La sua fuga era stata un ennesimo gesto da stupida, cosa sperava di risolvere, straniera e minorenne, in un paese in cui non conosceva nessuno?

Anche adesso stava viaggiando, andandosene via dagli sguardi premurosi dei suoi, ma non era sola.

I suoi l'avevano cercata disperatamente, chiedendo in giro e appoggiandosi alla polizia.

Nel vialetto di casa, circondata da primi piani del suo volto in bianco e nero, aveva esitato; non si aspettava comprensione, soprattutto dal padre. In fondo quello che aveva fatto era per molti versi imperdonabile.

Invece fu sorpresa dalla reazione che suscitò il suo «Sono io, papà» singhiozzato al citofono. Le lacrime si fecero intense nel guardare fuggevolmente l'espressione paterna, troppo impaurita e in pena per trovare il coraggio di guardarlo in volto.

Vide un misto di sollievo e sofferenza al vedere lei, una figlia che non aveva potuto e voluto fidarsi, che aveva deciso di andarsene ma era tornata, una "figliol prodiga".

Fu la madre a infliggerle il tormento maggiore. Stava seduta lì, piangente.

«Non farlo più », le sue uniche parole.

Alzandosi di slancio l'aveva stretta a se e accarezzato convulsamente i capelli ramati,

«Non farlo più, ti prego»

Forse avrebbe preferito urla irate e sberle a quel completo abbandono.

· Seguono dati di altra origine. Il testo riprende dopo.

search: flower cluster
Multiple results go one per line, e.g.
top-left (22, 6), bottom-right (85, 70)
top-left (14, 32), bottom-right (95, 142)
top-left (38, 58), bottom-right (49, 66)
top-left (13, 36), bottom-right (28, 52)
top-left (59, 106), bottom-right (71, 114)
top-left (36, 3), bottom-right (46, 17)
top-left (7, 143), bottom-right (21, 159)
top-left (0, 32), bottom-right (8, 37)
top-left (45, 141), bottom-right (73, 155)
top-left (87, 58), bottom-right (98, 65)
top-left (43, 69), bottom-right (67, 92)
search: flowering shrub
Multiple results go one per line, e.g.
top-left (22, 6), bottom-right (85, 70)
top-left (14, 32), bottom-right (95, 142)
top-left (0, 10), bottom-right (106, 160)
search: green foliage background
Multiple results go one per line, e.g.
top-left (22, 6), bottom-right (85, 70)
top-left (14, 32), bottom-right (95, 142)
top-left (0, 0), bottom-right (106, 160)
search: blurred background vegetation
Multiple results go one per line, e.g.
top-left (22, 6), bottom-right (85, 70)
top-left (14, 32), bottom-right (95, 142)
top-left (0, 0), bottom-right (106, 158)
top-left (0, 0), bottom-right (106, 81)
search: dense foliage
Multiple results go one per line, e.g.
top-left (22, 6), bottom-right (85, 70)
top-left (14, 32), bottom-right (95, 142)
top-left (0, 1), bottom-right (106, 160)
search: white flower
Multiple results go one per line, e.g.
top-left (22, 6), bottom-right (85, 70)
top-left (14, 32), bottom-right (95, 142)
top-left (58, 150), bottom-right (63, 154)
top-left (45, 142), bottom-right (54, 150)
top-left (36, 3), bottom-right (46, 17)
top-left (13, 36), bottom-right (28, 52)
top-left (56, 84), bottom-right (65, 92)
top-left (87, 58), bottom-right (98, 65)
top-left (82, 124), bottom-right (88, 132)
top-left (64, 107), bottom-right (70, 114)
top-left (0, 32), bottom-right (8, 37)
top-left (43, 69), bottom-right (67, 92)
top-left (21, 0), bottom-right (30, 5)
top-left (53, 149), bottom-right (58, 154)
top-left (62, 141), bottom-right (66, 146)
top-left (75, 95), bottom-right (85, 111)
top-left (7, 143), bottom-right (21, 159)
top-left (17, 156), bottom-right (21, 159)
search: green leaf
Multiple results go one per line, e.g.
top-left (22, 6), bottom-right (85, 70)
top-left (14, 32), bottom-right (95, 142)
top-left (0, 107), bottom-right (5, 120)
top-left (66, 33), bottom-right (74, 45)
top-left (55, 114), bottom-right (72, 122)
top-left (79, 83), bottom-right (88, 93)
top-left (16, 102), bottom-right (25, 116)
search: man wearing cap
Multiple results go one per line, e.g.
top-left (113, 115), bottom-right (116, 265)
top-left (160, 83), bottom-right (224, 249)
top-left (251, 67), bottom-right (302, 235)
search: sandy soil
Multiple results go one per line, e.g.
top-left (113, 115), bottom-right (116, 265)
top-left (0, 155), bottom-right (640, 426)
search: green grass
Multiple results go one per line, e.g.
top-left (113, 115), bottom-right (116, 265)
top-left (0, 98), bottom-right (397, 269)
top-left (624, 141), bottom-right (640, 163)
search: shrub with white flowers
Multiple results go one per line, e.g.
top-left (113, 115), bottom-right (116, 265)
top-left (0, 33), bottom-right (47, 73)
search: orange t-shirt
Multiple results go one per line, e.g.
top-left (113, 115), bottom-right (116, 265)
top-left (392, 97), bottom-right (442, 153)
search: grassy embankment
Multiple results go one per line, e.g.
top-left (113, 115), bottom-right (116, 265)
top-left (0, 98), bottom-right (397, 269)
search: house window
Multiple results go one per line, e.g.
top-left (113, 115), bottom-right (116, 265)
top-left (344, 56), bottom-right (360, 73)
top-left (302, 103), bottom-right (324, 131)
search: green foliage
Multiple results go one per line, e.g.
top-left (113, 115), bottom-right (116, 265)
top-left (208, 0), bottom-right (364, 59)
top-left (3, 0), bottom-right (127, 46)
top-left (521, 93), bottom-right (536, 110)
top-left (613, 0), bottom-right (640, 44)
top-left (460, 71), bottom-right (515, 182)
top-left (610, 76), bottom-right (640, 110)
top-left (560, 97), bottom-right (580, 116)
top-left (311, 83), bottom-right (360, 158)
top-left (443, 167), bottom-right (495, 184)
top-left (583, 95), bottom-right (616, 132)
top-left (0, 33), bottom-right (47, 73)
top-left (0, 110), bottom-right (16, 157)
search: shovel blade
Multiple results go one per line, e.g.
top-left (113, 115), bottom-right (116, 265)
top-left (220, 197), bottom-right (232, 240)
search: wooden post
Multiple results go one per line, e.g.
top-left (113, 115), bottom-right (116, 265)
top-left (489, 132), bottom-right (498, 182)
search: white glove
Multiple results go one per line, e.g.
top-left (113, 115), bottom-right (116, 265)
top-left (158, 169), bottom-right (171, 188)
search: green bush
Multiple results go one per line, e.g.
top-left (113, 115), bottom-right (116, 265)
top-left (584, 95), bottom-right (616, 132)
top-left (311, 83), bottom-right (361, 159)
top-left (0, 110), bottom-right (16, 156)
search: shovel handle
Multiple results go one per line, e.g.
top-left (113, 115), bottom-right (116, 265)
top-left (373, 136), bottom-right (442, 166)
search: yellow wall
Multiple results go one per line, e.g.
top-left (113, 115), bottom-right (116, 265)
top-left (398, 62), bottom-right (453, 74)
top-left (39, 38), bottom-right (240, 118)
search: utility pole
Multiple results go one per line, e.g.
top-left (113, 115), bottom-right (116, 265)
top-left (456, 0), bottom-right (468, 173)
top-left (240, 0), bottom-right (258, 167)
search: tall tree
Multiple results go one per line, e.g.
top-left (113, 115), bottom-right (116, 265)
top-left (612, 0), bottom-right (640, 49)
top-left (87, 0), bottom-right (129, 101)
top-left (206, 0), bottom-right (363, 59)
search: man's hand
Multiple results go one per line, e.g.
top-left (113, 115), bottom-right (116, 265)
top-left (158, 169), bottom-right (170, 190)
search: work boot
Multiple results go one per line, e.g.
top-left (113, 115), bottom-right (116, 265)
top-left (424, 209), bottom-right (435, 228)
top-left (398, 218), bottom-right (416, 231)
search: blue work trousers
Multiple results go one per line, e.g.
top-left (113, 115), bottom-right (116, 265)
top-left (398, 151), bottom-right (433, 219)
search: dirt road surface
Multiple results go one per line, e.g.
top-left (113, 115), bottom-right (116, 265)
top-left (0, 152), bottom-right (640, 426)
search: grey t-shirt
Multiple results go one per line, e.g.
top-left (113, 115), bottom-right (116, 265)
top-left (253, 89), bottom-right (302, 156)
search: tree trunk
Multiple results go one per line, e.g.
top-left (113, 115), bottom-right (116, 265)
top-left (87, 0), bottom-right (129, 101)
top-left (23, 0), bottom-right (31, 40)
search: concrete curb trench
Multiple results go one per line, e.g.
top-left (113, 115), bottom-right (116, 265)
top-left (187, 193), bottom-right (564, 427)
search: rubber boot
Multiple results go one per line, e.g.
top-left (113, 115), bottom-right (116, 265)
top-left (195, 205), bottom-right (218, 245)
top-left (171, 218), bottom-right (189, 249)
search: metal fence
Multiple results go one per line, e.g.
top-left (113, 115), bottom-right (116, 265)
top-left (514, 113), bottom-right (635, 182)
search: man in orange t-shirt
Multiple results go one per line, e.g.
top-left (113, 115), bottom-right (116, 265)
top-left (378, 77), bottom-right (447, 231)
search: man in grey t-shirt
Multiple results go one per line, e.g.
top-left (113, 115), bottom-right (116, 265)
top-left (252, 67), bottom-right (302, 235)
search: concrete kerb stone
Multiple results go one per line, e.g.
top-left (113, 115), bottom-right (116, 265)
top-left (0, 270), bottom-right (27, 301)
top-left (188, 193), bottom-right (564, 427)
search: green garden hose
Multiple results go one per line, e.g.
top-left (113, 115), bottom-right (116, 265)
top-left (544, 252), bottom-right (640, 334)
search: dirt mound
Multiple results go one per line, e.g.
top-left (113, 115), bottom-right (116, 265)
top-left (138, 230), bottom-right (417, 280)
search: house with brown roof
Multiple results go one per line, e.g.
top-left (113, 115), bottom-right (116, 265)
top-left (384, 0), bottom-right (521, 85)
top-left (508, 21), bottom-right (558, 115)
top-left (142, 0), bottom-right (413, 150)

Però, prima che la situazione cominciasse lentamente a migliorare, c'era voluto qualche giorno. Stava chiusa in casa, non aveva il coraggio di uscire, la forza di sapere cosa pensassero i suoi compagni. Sembrava non ci fosse niente di cui preoccuparsi; apparivano continuamente messaggi, regali e lettere amichevoli. Dicevano di notare la sua assenza, ma, queste persone a cui sembrava mancasse terribilmente, lei non sapeva neanche chi fossero.

Non era riuscita a reggere l'imbarazzo di sentirsi dichiarare come "la migliore amica che si potesse trovare" di persone che aveva a malapena scorto nei corridoi della scuola, soprattutto non sopportava il girarle attorno dei genitori che, saputo del bambino, erano divenuti entrambi ansiosi e servizievoli.

Così aveva chiesto di andarsene dallo zio Fabio, in Toscana, per "ricominciare da zero" e loro, inaspettatamente, avevano acconsentito.

Forse troppo provati dalla fuga della figlia, troppo presi a chiedersi cosa avessero fatto di male e cosa avessero sbagliato. Vedersela davanti ogni giorno era troppo, mandarla da un' altra parte sarebbe stato un bene sia per lei che per loro, ancora non abituati all'idea che la figlia fosse così differente da come loro pensavano fosse. Sarebbe tornata, sempre l'avrebbero amata e aiutata, ma erano scioccati e troppo deboli per trovare la forza di affrontare tutto come se niente fosse.